- Born: February 28, 1929 (sources vary) Ahmadi Banda, Karak
- Died: September 14, 2019
- Occupation(s): Pashto Revolutionary Poet, Activist

= Alif Jana Khattaka =

Pashto poet and activist (1929 - 2019)

Alif Jana Khattaka (February 28, 1929 - September 14, 2019) was a Pashto revolutionary poet and a prominent activist of the Karwan Khudai Khidmatgar Tehreek led by Fakhre Afghan Bacha Khan.

== Early life and education ==

Born in Ahmadi Banda, Karak during British occupation, Khattaka was raised in a family actively involved in Bacha Khan's movement. Due to the prevailing circumstances, she received home education and later pursued formal education, earning a master's degree in Pashto and Urdu, as well as a Bachelor of Arts.

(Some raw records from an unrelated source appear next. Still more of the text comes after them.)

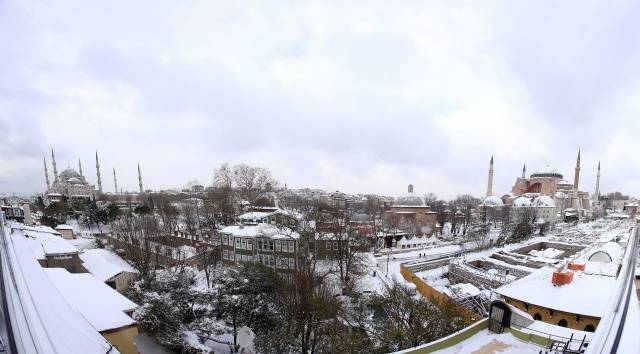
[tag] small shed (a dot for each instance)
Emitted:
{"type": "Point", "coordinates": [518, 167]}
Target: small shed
{"type": "Point", "coordinates": [66, 231]}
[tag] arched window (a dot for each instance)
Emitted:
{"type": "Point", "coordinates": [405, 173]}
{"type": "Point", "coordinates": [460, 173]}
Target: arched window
{"type": "Point", "coordinates": [589, 328]}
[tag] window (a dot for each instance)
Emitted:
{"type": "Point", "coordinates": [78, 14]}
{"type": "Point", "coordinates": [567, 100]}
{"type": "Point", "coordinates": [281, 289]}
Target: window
{"type": "Point", "coordinates": [589, 328]}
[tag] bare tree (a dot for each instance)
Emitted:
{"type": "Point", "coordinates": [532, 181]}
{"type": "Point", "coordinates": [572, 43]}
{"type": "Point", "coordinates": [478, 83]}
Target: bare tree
{"type": "Point", "coordinates": [189, 212]}
{"type": "Point", "coordinates": [135, 234]}
{"type": "Point", "coordinates": [348, 257]}
{"type": "Point", "coordinates": [168, 214]}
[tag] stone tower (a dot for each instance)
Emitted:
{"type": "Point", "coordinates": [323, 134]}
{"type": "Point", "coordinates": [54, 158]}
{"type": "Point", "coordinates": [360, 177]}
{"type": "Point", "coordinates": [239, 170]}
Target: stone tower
{"type": "Point", "coordinates": [55, 168]}
{"type": "Point", "coordinates": [576, 181]}
{"type": "Point", "coordinates": [115, 181]}
{"type": "Point", "coordinates": [140, 179]}
{"type": "Point", "coordinates": [596, 195]}
{"type": "Point", "coordinates": [46, 173]}
{"type": "Point", "coordinates": [98, 173]}
{"type": "Point", "coordinates": [490, 180]}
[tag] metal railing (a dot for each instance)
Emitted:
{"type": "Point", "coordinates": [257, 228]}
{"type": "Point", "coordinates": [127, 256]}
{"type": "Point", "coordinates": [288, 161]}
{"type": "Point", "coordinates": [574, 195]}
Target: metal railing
{"type": "Point", "coordinates": [7, 339]}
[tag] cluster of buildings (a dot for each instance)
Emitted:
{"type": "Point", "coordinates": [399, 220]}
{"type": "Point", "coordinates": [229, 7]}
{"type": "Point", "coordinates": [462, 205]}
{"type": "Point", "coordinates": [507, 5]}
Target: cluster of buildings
{"type": "Point", "coordinates": [547, 194]}
{"type": "Point", "coordinates": [552, 293]}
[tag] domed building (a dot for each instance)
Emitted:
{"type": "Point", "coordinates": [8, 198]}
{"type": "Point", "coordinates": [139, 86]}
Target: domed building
{"type": "Point", "coordinates": [492, 201]}
{"type": "Point", "coordinates": [552, 183]}
{"type": "Point", "coordinates": [410, 214]}
{"type": "Point", "coordinates": [70, 184]}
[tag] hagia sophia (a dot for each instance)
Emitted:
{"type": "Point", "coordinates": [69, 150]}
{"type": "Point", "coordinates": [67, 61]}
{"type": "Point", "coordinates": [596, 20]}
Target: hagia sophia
{"type": "Point", "coordinates": [547, 192]}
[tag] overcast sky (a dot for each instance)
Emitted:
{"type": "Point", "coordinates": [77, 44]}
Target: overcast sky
{"type": "Point", "coordinates": [356, 96]}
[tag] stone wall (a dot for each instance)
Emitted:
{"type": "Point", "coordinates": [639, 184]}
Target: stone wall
{"type": "Point", "coordinates": [570, 250]}
{"type": "Point", "coordinates": [466, 274]}
{"type": "Point", "coordinates": [519, 273]}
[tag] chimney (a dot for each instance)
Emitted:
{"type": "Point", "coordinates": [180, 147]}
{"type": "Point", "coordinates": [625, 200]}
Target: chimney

== Literary contributions ==

A collaborator with poet Haleem Muhammad, Khattaka contributed to the monthly magazine "Pashtun" published in Bacha Khan's office. She gained recognition as a regular writer for "Pashtun" and expressed critical views, earning praise from Bacha Khan for developing critical skills among Pashtun women.

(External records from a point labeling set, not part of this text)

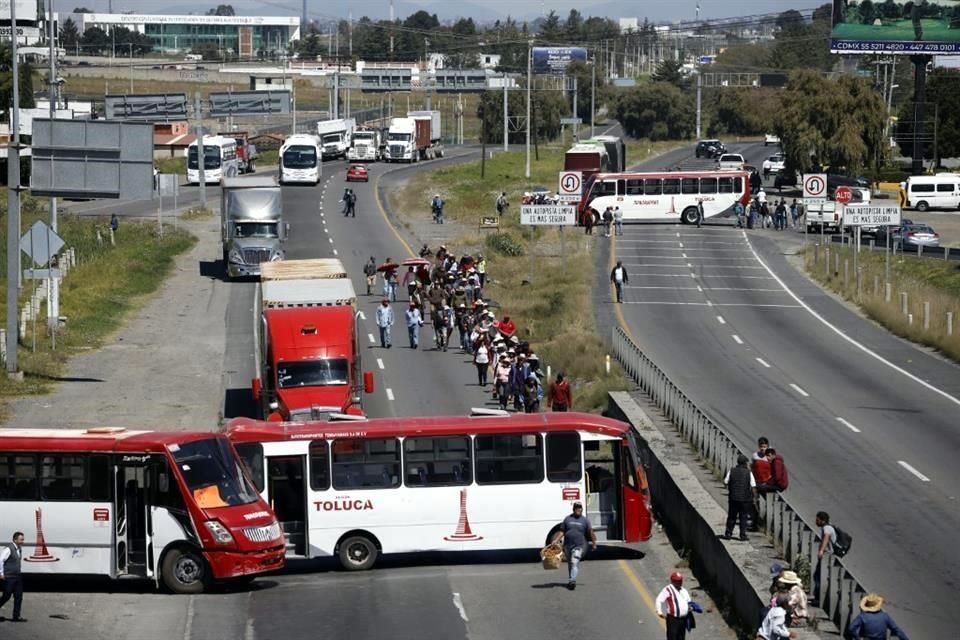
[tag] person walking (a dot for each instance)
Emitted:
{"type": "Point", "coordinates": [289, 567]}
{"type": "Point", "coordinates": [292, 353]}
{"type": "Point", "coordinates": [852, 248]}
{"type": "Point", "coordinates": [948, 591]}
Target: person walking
{"type": "Point", "coordinates": [11, 559]}
{"type": "Point", "coordinates": [560, 397]}
{"type": "Point", "coordinates": [385, 323]}
{"type": "Point", "coordinates": [414, 322]}
{"type": "Point", "coordinates": [574, 531]}
{"type": "Point", "coordinates": [619, 277]}
{"type": "Point", "coordinates": [675, 606]}
{"type": "Point", "coordinates": [873, 623]}
{"type": "Point", "coordinates": [741, 491]}
{"type": "Point", "coordinates": [370, 271]}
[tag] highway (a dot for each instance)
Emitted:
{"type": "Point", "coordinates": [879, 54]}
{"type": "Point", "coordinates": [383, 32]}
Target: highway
{"type": "Point", "coordinates": [867, 423]}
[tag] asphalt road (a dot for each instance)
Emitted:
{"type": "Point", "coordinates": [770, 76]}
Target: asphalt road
{"type": "Point", "coordinates": [868, 423]}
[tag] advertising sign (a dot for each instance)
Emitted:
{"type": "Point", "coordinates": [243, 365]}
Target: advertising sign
{"type": "Point", "coordinates": [896, 27]}
{"type": "Point", "coordinates": [556, 59]}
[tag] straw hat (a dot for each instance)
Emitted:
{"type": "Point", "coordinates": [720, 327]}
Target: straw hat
{"type": "Point", "coordinates": [871, 603]}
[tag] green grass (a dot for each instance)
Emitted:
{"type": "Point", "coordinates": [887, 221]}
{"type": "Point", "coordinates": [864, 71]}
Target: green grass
{"type": "Point", "coordinates": [97, 296]}
{"type": "Point", "coordinates": [548, 296]}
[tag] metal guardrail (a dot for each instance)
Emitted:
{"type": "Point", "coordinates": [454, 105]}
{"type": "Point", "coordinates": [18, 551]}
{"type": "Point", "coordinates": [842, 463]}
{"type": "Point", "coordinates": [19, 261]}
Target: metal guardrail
{"type": "Point", "coordinates": [840, 590]}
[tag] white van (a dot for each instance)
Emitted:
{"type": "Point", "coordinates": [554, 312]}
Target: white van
{"type": "Point", "coordinates": [941, 191]}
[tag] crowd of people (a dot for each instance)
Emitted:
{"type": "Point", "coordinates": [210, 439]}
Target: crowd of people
{"type": "Point", "coordinates": [446, 293]}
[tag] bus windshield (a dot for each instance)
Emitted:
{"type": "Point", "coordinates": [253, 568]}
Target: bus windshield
{"type": "Point", "coordinates": [213, 474]}
{"type": "Point", "coordinates": [313, 373]}
{"type": "Point", "coordinates": [300, 157]}
{"type": "Point", "coordinates": [211, 157]}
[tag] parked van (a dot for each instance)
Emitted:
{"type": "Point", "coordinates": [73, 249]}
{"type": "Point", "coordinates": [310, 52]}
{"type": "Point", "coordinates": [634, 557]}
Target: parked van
{"type": "Point", "coordinates": [941, 191]}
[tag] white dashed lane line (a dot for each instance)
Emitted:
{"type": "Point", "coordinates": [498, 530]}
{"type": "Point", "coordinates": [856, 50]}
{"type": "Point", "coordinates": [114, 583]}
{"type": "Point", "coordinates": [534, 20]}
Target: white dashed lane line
{"type": "Point", "coordinates": [916, 473]}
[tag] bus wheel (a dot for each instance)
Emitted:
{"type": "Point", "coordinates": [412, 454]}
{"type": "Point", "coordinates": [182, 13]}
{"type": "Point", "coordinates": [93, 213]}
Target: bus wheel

=== Freedom Movement and Poetry ===
Khattaka dedicated her poetry to the freedom and prosperity of her people, actively participating in the Muslim freedom movement. Her verses reflect a keen awareness of the political situation, exposing British machinations and urging Pashtuns to rise against oppression.

=== Later years ===
Post-independence, Khattaka continued to advocate for Pashtun rights, especially highlighting the plight of the community in Pakistan. Despite adopting a quieter life later on, she remained committed to preserving the legacy of Bacha Khan and other freedom heroes.

== Death and legacy ==

Alif Jana Khattaka's contributions endure, with her poetry included in educational curricula, and a college named after her in Bandha Dawood Shah district of Karak. She died on September 14, 2019, due to a cerebral vascular accident.

== Personal life ==

Alif Jana Khattaka married Muhammad Zafar but the marriage faced challenges, leading to differences between the couple. She later served in various schools in Karak and Kohat, eventually retiring as a Divisional Education Officer.